Helmut Lachenmann und Matthias Kirschnereit im Dialog, Foto: Karlheinz Krämer
Helmut Lachenmann und Matthias Kirschnereit im Dialog, Foto: Karlheinz Krämer

Gezeitenkonzerte sind toll, abwechslungsreich und spannend. Neue Musik betrachte ich allerdings als Banause eher als Herausforderung und höre sie mir lieber von weitem an. Gestern hatte ich beim Neue Musik-Porträt Helmut Lachenmann in der Kunsthalle Emden aber schlechte Karten: Ich „musste“ mich in die letzte, nachträglich eingezogene Reihe setzen. Da ich nun aber zuvor schon mit dem großen und großartigen Komponisten telefoniert und festgestellt hatte, dass der 80-Jährige ein unglaublich netter, zuvorkommender Mann ist, konnte ich mich glücklicherweise voll und ganz auf das denkwürdige Konzert einlassen.
Mit einem großen Satz enterte Matthias Kirschnereit, künstlerischer Leiter des Festivals und damit Initiator dieses speziellen Formats, die Bühne im Kunsthallen-Atrium. Er machte den Auftakt mit den Fünf Variationen über ein Thema von Franz Schubert für Klavier, die bereits 1956 entstanden sind. Mir persönlich gefiel diese frühe Komposition wider Erwarten gut, begann sie doch harmonisch, nicht viel erinnerte mich an Schubert, aber noch weniger an die gefürchtete Neue Musik. Natürlich waren auch Wachmacher und erregte Parts dazwischen, zum Ende wurde es reduzierter. Insgesamt waren es acht Minuten voller Musik.

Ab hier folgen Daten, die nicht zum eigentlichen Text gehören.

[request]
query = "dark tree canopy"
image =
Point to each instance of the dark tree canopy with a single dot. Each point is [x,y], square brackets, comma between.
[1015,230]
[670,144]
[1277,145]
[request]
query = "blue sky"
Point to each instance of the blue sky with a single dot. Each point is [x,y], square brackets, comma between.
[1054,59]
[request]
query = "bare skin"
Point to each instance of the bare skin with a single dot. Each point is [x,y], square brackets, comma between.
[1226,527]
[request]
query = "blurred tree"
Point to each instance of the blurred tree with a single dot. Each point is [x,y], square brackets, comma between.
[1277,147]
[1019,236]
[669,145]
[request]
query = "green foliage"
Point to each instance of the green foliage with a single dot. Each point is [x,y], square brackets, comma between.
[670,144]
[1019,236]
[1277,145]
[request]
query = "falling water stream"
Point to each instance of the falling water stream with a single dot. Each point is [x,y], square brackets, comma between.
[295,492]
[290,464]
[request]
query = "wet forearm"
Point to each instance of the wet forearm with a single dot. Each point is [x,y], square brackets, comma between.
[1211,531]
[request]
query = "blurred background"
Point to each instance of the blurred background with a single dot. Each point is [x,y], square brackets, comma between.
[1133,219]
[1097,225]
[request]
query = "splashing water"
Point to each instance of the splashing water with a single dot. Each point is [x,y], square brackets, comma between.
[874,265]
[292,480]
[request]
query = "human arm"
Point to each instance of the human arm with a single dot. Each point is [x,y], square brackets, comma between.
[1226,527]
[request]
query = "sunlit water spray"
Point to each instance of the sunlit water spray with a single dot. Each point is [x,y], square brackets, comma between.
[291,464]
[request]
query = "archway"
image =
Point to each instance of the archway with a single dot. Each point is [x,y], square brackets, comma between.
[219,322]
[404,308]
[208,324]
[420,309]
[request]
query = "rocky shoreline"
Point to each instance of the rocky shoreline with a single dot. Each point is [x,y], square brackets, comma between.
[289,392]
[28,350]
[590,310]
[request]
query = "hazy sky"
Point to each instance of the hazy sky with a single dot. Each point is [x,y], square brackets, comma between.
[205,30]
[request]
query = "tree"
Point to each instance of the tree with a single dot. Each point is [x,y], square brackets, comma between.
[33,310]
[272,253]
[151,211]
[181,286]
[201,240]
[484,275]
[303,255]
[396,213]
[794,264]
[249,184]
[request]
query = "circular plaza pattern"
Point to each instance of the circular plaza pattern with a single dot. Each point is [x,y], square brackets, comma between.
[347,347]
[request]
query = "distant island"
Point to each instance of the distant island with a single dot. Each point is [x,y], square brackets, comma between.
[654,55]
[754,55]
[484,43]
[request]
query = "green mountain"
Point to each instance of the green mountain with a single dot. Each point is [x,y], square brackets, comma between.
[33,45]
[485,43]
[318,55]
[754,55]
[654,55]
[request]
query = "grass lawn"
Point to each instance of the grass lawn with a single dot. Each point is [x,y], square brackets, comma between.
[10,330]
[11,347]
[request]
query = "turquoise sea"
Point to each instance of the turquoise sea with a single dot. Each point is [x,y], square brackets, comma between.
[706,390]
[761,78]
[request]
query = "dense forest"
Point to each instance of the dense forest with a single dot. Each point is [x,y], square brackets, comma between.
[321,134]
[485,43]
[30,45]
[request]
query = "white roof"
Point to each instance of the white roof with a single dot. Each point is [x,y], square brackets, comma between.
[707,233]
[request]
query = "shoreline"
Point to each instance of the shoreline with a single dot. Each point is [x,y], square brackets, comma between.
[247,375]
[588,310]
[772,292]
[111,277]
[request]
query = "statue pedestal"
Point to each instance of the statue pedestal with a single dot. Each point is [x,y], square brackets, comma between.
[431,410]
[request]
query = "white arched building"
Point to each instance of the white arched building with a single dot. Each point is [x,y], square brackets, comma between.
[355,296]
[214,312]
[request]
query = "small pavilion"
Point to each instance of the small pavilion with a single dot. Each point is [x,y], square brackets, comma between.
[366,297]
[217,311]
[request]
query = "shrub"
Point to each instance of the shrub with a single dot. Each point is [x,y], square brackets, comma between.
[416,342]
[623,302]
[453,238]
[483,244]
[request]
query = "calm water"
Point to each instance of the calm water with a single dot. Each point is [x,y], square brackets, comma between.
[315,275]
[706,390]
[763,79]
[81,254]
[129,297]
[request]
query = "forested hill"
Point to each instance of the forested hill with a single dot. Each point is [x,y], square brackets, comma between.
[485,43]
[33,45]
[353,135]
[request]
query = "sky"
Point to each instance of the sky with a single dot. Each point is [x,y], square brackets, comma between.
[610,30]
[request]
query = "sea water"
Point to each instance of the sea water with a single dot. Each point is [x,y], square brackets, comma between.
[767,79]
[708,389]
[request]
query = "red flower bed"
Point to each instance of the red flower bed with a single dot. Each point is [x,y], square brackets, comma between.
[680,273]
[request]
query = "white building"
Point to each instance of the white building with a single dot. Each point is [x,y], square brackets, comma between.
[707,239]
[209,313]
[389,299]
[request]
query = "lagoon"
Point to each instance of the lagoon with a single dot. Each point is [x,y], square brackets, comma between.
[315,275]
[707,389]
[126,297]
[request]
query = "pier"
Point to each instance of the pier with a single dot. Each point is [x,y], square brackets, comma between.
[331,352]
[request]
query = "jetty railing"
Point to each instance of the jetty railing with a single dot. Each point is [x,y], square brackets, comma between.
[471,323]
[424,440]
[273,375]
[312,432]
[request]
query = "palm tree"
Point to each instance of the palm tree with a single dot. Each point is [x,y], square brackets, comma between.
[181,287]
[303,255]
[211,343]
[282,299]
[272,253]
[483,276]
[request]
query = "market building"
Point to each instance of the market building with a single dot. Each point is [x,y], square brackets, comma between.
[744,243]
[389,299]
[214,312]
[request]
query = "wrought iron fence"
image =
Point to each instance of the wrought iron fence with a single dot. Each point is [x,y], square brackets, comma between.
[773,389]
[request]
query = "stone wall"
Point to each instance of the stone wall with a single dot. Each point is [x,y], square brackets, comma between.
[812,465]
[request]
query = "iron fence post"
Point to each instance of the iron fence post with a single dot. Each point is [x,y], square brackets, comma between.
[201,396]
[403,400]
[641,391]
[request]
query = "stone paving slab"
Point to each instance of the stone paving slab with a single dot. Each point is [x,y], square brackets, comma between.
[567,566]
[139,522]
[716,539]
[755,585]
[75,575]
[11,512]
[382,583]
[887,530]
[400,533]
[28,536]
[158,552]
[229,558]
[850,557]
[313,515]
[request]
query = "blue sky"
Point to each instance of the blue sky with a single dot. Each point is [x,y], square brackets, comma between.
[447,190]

Matthias Kirschnereit mit Fünf Variationen über ein Thema von Franz Schubert für Klavier, Foto: Karlheinz Krämer
Matthias Kirschnereit mit Fünf Variationen über ein Thema von Franz Schubert für Klavier, Foto: Karlheinz Krämer

Für Matthias Kirschnereit sei es quasi die Krönung, Helmut Lachenmann im fünften Jahr der Gezeitenkonzerte sowohl für die Moderation als auch für ein selbstgespieltes Stück gewonnen zu haben. Der Komponist sei extra dafür aus Italien angereist. Seit seinem Studium habe er eine persönliche Beziehung zu Helmut Lachenmann. Sein Kommilitone Stephan Storck, der uns letztes Jahr eine Uraufführung beim Gezeitenkonzert mit dem Aleph Quartett in Hesel beschert hat, kam häufig zu ihm und sagte: „Matthias, da ist wieder etwas von Lachenmann, das musst Du Dir anhören!“
Kolossal durcheinander gebracht habe ihn dann die Uraufführung des „Mädchen mit den Schwefelhölzern“ 1996 in Hamburg. Spontan kam aus dem Publikum ein beipflichtendes „Ja!“. Nach dem Konzert habe Matthias Kirschnereit an einer roten Ampel gestanden und überlegt: „Finde ich Bach jetzt eigentlich noch schön? Und was sagt mir Mozart?“ Zutiefst bewegt von der Musik habe er sich die Oper noch einmal anhören wollen, aber keine Chance gehabt, da alle Aufführungen bereits ausverkauft gewesen seien.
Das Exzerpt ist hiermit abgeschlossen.